The next day I head to Gatwick and happily rip off the American Driver sign and return the car. I spend the night at a generic hotel that leads right to my terminal, too exhausted even for a thirty minute train ride and an evening in London. I buy a sandwich from an airport concessionaire and watch a weird comedy show called The Last Leg, hosted by three disabled comedians. A brunette Amy Poehler is a guest although I sense that she is unfamiliar to the audience. She is far from the squeaky clean character she plays on Parks and Recreation and is so funny that the crowd quickly warms to her. The next day I complete my online Italian lesson and the L.A. Times crossword before catching my 12 hour flight on Norwegian Air. My long-haired seatmate chats with one of the attendants in what I presume is Norwegian and over the course of the flight she brings him at least a dozen bottles of gin. When I ask for a Diet Coke I am told to purchase it.

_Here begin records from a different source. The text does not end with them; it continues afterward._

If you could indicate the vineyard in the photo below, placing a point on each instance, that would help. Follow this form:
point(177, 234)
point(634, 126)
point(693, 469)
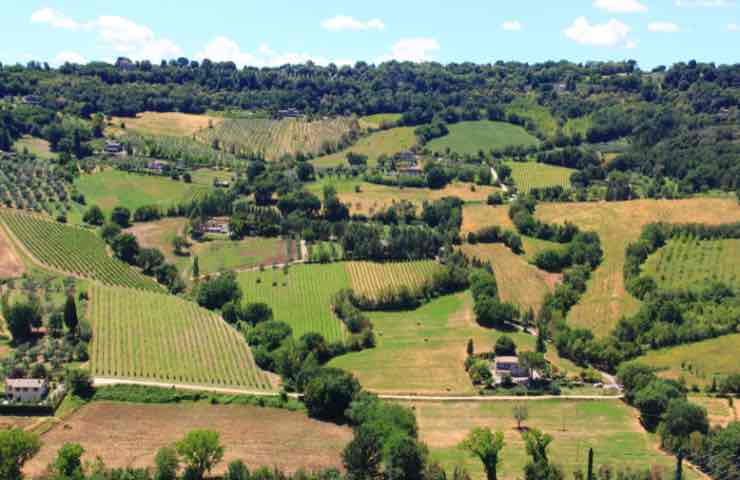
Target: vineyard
point(369, 278)
point(72, 250)
point(529, 175)
point(158, 337)
point(301, 297)
point(274, 138)
point(686, 261)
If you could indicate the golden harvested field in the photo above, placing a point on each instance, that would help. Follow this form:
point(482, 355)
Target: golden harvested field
point(619, 223)
point(611, 428)
point(11, 265)
point(518, 281)
point(172, 124)
point(128, 435)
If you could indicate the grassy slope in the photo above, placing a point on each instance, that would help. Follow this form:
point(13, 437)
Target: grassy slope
point(470, 137)
point(619, 223)
point(302, 298)
point(388, 142)
point(683, 263)
point(697, 362)
point(528, 175)
point(609, 427)
point(111, 188)
point(423, 351)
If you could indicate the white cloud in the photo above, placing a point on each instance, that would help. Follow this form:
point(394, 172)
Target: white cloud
point(69, 57)
point(54, 18)
point(512, 25)
point(663, 27)
point(420, 49)
point(620, 6)
point(123, 36)
point(343, 22)
point(611, 34)
point(704, 3)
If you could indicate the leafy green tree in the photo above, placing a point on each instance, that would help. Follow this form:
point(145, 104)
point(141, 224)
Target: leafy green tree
point(167, 463)
point(486, 445)
point(70, 314)
point(121, 216)
point(94, 216)
point(201, 450)
point(16, 448)
point(68, 463)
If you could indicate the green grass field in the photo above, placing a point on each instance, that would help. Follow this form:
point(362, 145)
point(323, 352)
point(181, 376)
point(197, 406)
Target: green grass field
point(423, 351)
point(470, 137)
point(111, 188)
point(386, 142)
point(611, 428)
point(164, 338)
point(529, 175)
point(300, 298)
point(697, 362)
point(685, 262)
point(72, 250)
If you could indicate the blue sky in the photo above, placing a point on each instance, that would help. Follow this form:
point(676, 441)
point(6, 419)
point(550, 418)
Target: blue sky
point(653, 32)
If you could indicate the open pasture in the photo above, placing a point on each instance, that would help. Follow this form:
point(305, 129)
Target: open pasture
point(172, 124)
point(611, 428)
point(301, 298)
point(619, 223)
point(369, 278)
point(529, 175)
point(129, 435)
point(697, 362)
point(686, 262)
point(386, 142)
point(275, 138)
point(518, 281)
point(470, 137)
point(72, 250)
point(423, 351)
point(158, 337)
point(111, 188)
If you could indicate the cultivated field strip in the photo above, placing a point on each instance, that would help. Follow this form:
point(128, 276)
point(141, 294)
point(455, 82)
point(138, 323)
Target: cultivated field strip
point(370, 278)
point(301, 298)
point(143, 335)
point(72, 250)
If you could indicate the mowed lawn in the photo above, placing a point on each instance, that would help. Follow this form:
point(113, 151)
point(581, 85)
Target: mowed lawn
point(619, 223)
point(697, 362)
point(301, 298)
point(470, 137)
point(172, 124)
point(111, 188)
point(686, 262)
point(423, 351)
point(129, 435)
point(611, 428)
point(372, 198)
point(529, 175)
point(386, 142)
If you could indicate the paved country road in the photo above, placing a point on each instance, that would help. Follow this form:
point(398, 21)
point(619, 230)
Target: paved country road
point(105, 381)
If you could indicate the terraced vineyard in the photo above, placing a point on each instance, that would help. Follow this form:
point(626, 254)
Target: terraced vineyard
point(275, 137)
point(686, 261)
point(72, 250)
point(369, 278)
point(529, 175)
point(300, 298)
point(152, 336)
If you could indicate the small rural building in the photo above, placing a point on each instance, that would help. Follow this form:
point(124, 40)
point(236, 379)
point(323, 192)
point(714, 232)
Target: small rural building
point(509, 365)
point(26, 389)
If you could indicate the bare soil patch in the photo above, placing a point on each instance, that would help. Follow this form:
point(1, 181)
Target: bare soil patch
point(126, 435)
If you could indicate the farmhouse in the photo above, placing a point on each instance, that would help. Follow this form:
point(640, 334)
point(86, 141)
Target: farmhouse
point(26, 389)
point(509, 365)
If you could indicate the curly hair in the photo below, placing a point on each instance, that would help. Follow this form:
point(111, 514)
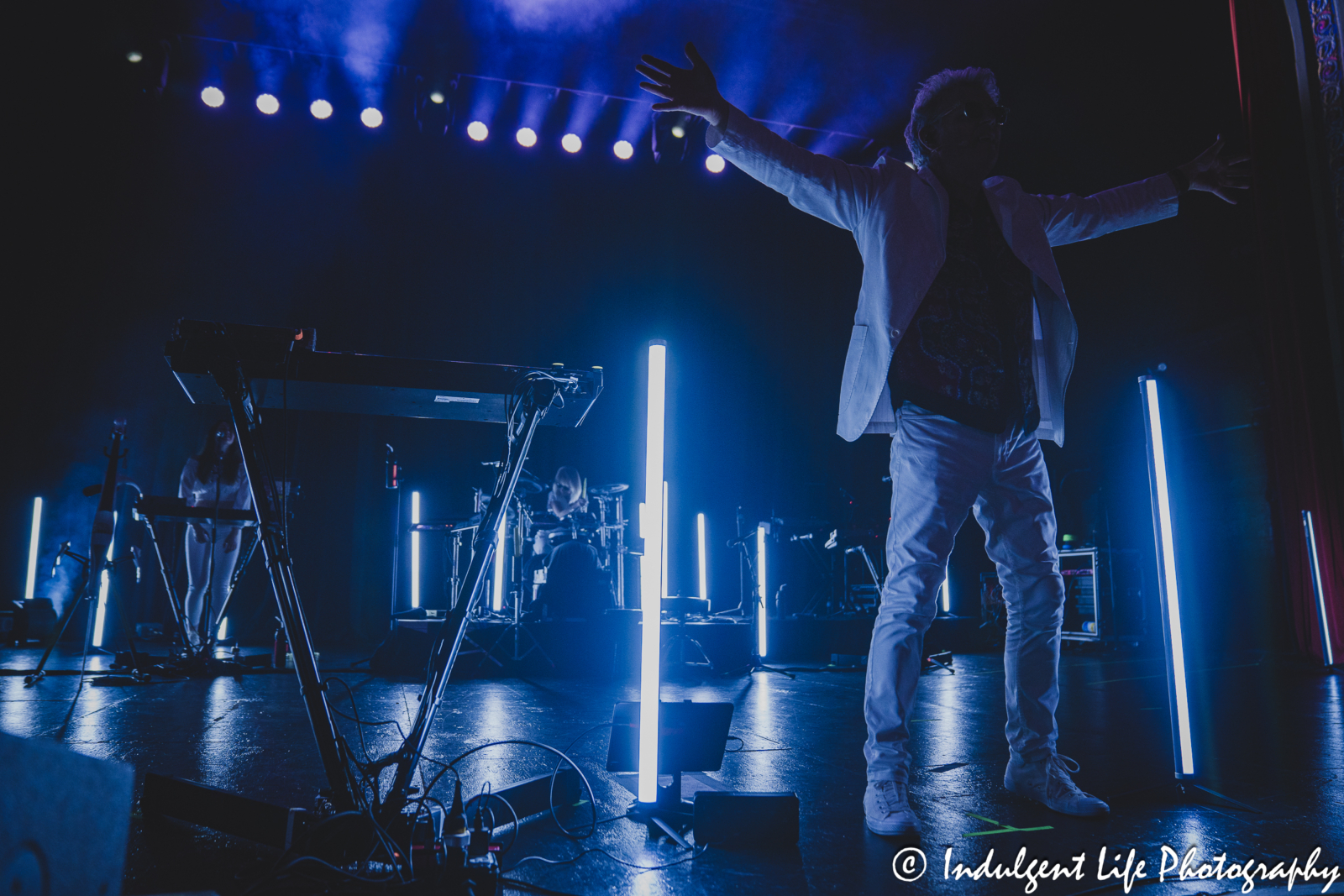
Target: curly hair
point(927, 97)
point(568, 493)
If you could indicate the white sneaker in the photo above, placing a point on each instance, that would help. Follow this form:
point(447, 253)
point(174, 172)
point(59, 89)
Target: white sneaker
point(1048, 782)
point(886, 808)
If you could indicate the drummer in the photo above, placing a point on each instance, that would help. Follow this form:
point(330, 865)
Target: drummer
point(566, 506)
point(564, 569)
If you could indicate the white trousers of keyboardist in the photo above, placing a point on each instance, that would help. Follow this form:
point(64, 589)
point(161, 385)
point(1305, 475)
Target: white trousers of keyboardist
point(201, 577)
point(941, 470)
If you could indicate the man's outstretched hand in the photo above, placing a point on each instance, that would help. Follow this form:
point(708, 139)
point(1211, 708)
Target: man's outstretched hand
point(685, 89)
point(1218, 175)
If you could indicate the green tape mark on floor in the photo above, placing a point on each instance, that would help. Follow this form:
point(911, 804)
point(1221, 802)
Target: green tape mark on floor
point(1003, 828)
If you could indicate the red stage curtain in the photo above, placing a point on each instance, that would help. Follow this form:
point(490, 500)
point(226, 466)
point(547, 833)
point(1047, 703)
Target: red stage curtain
point(1287, 54)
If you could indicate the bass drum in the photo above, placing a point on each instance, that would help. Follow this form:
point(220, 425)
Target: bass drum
point(577, 586)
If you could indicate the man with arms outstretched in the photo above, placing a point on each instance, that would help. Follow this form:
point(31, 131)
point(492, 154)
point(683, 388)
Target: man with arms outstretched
point(961, 349)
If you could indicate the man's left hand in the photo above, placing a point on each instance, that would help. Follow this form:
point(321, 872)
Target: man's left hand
point(1216, 174)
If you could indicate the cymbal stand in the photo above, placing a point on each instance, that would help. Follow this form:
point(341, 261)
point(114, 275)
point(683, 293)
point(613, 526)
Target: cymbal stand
point(537, 392)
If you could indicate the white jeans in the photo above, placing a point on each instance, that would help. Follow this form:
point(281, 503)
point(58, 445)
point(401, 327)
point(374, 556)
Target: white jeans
point(199, 574)
point(940, 470)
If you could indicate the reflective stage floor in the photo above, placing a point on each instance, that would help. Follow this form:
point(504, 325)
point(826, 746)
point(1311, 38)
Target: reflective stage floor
point(1269, 735)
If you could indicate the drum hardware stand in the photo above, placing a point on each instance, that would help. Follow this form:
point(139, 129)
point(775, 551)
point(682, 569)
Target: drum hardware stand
point(515, 627)
point(92, 567)
point(680, 640)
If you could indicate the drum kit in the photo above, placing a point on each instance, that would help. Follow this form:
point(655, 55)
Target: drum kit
point(602, 527)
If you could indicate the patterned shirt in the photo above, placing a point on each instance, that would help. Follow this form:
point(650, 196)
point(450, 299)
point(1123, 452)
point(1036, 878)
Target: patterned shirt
point(967, 354)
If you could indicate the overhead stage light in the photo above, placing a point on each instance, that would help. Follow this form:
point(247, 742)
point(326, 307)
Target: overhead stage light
point(651, 570)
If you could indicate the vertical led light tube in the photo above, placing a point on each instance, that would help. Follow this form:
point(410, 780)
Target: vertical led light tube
point(104, 584)
point(664, 539)
point(1168, 589)
point(651, 573)
point(501, 553)
point(31, 582)
point(414, 551)
point(1327, 647)
point(703, 562)
point(761, 591)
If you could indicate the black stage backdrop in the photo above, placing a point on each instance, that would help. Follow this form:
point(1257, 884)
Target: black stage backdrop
point(144, 210)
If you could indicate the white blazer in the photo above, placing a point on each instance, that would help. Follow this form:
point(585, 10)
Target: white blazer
point(900, 221)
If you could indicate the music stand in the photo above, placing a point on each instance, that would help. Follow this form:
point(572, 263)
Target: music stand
point(691, 738)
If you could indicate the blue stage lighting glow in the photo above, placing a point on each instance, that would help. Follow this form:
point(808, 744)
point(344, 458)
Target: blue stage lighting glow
point(104, 584)
point(761, 591)
point(1315, 562)
point(651, 570)
point(414, 551)
point(1167, 574)
point(31, 582)
point(699, 540)
point(501, 539)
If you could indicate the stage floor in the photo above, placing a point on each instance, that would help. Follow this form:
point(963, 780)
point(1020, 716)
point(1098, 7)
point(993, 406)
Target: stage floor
point(1274, 736)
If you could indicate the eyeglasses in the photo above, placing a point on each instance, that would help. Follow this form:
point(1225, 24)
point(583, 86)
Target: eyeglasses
point(978, 110)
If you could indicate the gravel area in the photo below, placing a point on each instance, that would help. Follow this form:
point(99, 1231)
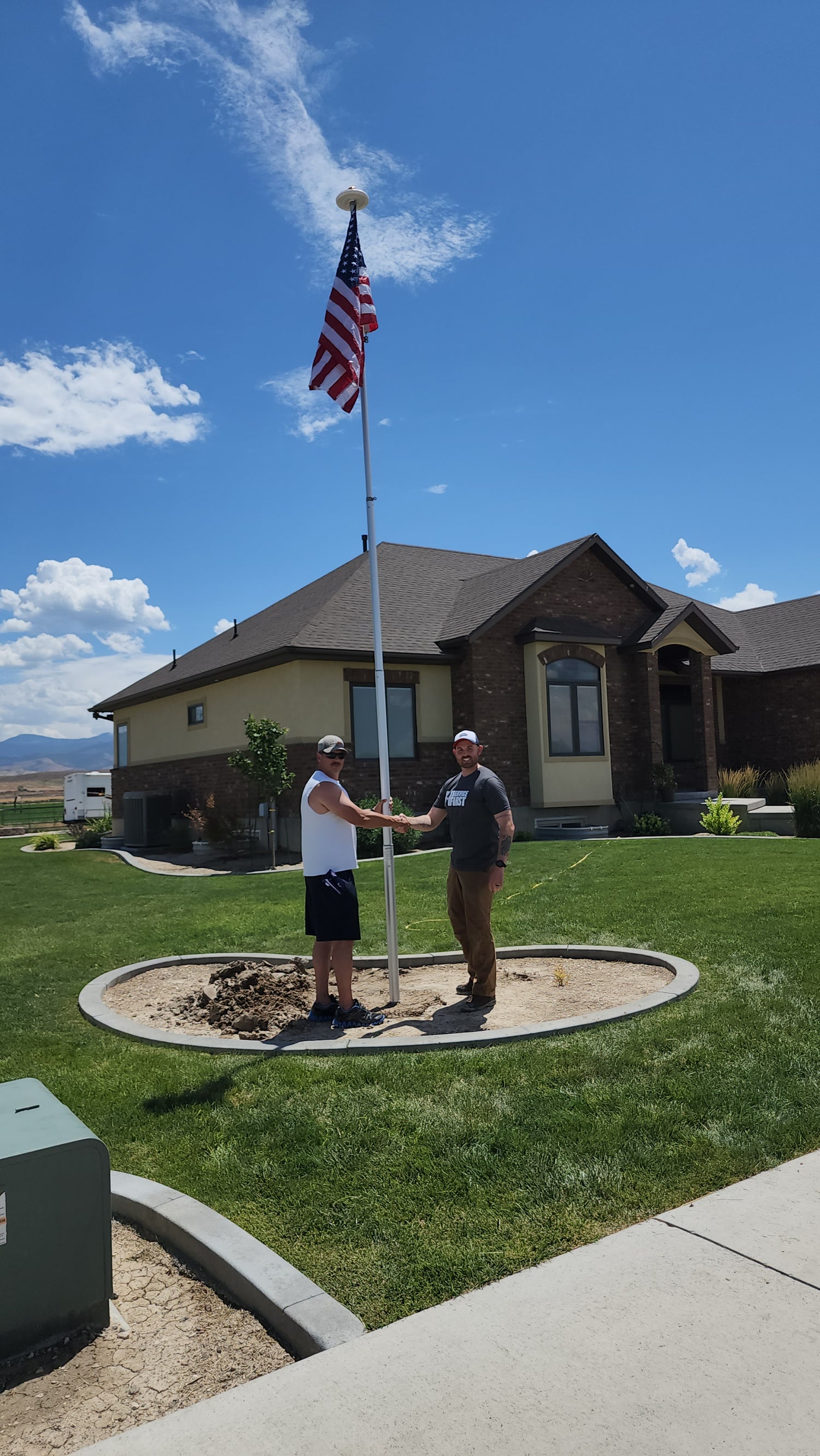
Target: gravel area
point(177, 1341)
point(258, 1002)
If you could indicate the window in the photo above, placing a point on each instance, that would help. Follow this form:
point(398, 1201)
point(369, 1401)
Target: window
point(576, 721)
point(401, 721)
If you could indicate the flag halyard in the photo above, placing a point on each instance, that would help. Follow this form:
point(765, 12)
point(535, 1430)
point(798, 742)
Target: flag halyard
point(349, 319)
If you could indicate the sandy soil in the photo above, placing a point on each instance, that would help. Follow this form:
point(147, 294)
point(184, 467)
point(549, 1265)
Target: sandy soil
point(262, 1003)
point(181, 1343)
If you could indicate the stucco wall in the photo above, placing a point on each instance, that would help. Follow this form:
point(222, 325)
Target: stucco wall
point(309, 698)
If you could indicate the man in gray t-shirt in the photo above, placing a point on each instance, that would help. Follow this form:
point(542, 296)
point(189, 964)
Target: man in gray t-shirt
point(481, 827)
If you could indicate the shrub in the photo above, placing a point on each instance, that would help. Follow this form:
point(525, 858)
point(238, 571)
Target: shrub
point(720, 819)
point(663, 777)
point(740, 784)
point(650, 825)
point(89, 835)
point(803, 784)
point(369, 841)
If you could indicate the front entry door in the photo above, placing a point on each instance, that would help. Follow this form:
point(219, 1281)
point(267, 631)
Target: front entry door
point(678, 723)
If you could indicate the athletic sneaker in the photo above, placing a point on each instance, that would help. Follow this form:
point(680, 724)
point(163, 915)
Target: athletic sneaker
point(324, 1012)
point(358, 1017)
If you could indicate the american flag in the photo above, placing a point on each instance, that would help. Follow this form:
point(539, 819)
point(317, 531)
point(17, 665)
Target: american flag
point(350, 316)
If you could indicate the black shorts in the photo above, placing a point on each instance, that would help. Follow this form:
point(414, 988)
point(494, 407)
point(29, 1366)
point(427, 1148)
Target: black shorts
point(331, 906)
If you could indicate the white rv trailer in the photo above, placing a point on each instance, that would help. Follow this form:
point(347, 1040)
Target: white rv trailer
point(86, 795)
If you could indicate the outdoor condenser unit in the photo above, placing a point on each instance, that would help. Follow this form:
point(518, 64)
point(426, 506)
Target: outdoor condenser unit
point(54, 1220)
point(146, 819)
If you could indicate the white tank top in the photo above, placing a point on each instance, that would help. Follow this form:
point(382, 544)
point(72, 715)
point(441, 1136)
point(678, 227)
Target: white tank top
point(328, 842)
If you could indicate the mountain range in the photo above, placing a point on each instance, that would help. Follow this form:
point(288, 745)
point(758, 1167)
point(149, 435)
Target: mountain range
point(34, 753)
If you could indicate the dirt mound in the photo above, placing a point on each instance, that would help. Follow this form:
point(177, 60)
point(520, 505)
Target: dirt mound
point(248, 998)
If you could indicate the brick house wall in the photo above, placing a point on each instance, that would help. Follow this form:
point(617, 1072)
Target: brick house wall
point(771, 720)
point(491, 679)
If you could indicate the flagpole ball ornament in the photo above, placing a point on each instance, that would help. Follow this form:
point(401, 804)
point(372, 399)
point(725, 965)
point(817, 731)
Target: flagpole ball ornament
point(353, 196)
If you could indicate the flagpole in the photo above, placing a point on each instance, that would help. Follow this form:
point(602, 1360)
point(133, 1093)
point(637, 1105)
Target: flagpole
point(379, 665)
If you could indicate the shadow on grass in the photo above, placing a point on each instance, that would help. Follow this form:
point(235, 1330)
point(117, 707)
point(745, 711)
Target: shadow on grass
point(209, 1094)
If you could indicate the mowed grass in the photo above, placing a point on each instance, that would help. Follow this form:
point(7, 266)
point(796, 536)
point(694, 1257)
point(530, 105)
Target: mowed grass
point(398, 1181)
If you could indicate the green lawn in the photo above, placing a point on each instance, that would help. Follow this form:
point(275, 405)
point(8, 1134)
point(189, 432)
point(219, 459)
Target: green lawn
point(402, 1180)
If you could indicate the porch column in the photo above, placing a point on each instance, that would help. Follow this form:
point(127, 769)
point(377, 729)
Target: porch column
point(704, 720)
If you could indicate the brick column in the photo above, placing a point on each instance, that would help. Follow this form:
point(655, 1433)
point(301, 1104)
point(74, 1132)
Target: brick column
point(704, 720)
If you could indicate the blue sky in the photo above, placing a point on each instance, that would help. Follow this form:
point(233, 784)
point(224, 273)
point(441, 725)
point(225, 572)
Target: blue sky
point(593, 253)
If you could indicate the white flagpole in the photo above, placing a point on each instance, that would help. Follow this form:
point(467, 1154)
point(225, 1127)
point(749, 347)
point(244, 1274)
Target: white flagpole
point(379, 663)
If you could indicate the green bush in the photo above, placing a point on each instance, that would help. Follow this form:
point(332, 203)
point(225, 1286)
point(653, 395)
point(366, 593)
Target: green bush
point(369, 841)
point(652, 825)
point(803, 784)
point(740, 784)
point(91, 832)
point(720, 819)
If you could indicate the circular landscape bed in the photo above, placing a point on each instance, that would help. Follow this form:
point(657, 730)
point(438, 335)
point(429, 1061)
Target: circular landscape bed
point(258, 1002)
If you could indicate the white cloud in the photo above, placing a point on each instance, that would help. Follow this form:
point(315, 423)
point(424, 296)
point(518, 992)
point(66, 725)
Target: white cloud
point(63, 593)
point(704, 567)
point(258, 63)
point(98, 396)
point(315, 411)
point(43, 648)
point(54, 700)
point(752, 596)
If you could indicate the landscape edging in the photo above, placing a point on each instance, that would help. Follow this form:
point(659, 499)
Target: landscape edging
point(95, 1009)
point(301, 1314)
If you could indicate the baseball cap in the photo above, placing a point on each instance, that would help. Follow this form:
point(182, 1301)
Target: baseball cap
point(331, 743)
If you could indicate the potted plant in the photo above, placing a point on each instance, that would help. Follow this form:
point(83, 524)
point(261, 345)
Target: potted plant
point(665, 782)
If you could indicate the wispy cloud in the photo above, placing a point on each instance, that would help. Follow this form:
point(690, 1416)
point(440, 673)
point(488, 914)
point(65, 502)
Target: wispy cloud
point(262, 73)
point(752, 596)
point(98, 396)
point(704, 567)
point(315, 411)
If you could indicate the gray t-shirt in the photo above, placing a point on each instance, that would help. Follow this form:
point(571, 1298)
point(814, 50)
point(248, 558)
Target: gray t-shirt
point(472, 801)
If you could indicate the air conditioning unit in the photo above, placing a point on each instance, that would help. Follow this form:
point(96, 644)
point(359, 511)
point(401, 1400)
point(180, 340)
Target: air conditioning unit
point(146, 819)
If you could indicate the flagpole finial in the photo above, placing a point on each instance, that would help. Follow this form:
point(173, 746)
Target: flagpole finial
point(353, 197)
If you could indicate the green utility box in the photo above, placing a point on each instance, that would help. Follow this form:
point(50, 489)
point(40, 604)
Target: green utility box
point(54, 1220)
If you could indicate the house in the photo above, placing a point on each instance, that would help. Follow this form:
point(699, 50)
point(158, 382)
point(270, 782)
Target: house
point(576, 673)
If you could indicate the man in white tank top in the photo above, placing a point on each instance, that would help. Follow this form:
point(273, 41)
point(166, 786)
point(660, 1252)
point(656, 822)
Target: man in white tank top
point(330, 820)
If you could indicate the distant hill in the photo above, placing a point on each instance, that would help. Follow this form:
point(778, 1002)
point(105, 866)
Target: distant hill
point(36, 753)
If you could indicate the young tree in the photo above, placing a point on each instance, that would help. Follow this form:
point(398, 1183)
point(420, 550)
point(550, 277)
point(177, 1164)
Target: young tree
point(266, 765)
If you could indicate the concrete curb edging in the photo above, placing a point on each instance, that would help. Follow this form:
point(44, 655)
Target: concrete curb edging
point(292, 1305)
point(95, 1009)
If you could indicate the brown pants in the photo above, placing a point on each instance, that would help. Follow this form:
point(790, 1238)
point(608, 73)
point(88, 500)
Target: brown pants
point(470, 902)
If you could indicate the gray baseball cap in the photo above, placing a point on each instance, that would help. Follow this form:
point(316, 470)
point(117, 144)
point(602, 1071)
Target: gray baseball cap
point(331, 743)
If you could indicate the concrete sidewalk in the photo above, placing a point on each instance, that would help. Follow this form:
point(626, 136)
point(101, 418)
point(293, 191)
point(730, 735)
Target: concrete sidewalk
point(694, 1332)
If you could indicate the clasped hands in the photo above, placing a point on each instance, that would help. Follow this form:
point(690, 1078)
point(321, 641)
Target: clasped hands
point(400, 821)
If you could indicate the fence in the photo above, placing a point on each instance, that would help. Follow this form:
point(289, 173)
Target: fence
point(31, 814)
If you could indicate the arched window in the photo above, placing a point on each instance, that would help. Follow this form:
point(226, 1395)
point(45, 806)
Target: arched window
point(576, 720)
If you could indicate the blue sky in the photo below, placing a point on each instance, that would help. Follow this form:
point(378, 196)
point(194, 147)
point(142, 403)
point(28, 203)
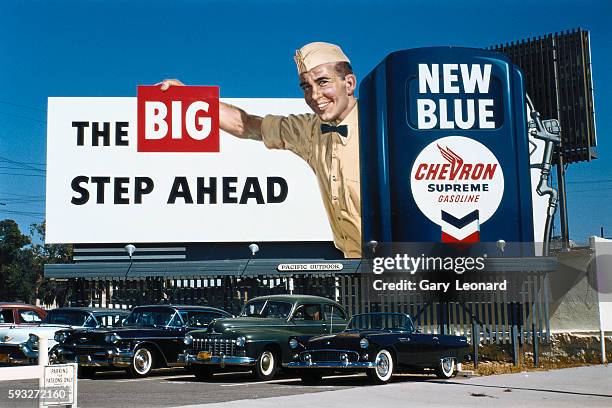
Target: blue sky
point(106, 48)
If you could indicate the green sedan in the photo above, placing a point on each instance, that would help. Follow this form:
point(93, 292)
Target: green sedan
point(259, 337)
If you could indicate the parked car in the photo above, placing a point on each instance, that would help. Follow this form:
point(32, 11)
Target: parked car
point(20, 313)
point(19, 344)
point(379, 344)
point(259, 337)
point(151, 337)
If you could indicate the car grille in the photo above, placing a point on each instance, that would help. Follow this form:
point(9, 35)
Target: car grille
point(330, 355)
point(84, 350)
point(215, 347)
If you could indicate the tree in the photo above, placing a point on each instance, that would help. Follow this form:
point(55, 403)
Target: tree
point(16, 263)
point(22, 265)
point(49, 291)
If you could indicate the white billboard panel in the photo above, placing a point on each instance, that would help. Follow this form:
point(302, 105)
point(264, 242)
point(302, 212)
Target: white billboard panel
point(100, 194)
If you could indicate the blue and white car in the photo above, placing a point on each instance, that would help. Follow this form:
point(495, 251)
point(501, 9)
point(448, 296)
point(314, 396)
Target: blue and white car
point(19, 344)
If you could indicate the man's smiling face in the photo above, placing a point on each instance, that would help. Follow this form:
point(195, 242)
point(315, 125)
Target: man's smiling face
point(328, 94)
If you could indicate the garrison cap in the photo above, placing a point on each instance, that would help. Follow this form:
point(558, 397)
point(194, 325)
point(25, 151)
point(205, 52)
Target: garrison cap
point(317, 53)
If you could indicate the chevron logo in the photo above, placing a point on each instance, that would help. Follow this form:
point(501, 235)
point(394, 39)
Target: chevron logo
point(465, 229)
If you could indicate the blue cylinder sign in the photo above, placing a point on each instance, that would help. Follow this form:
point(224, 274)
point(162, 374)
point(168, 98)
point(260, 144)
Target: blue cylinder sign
point(444, 148)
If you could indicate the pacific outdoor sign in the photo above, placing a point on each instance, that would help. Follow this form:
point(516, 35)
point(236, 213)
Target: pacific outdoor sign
point(157, 169)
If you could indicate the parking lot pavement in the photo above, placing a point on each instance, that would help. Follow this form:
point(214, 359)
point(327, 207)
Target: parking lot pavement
point(583, 386)
point(572, 387)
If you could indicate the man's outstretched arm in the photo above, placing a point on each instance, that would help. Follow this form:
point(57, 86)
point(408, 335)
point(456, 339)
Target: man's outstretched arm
point(232, 119)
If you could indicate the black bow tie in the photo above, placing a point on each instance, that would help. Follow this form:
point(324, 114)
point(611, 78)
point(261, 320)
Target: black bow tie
point(342, 130)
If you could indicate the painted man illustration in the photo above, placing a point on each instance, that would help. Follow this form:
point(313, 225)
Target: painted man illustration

When the duty free cart is wheeled down the aisle, the long-haired probable Norwegian asks me the price of cigarettes in L.A. I guess about $5 a pack but maybe it's more and he'll be pissed that he didn't buy them from the plane.
I arrive home to weird July rain and Opie in the backseat, squealing with delight and bashing me with her big hard head. There are flowers for me although not much food in the fridge. Joe Workforce picks up some tacos though and doesn't even take the money from my wallet. I revel in the little American conveniences I usually take for granted. Dishwasher. Garbage Disposal. Clothes Dryer. Real bed. Shower. DVR. And, even jet lagged, I appreciate my house, my rules and that I still have a couple of Ambiens left. Not to mention the appointment for the cheapo manicure.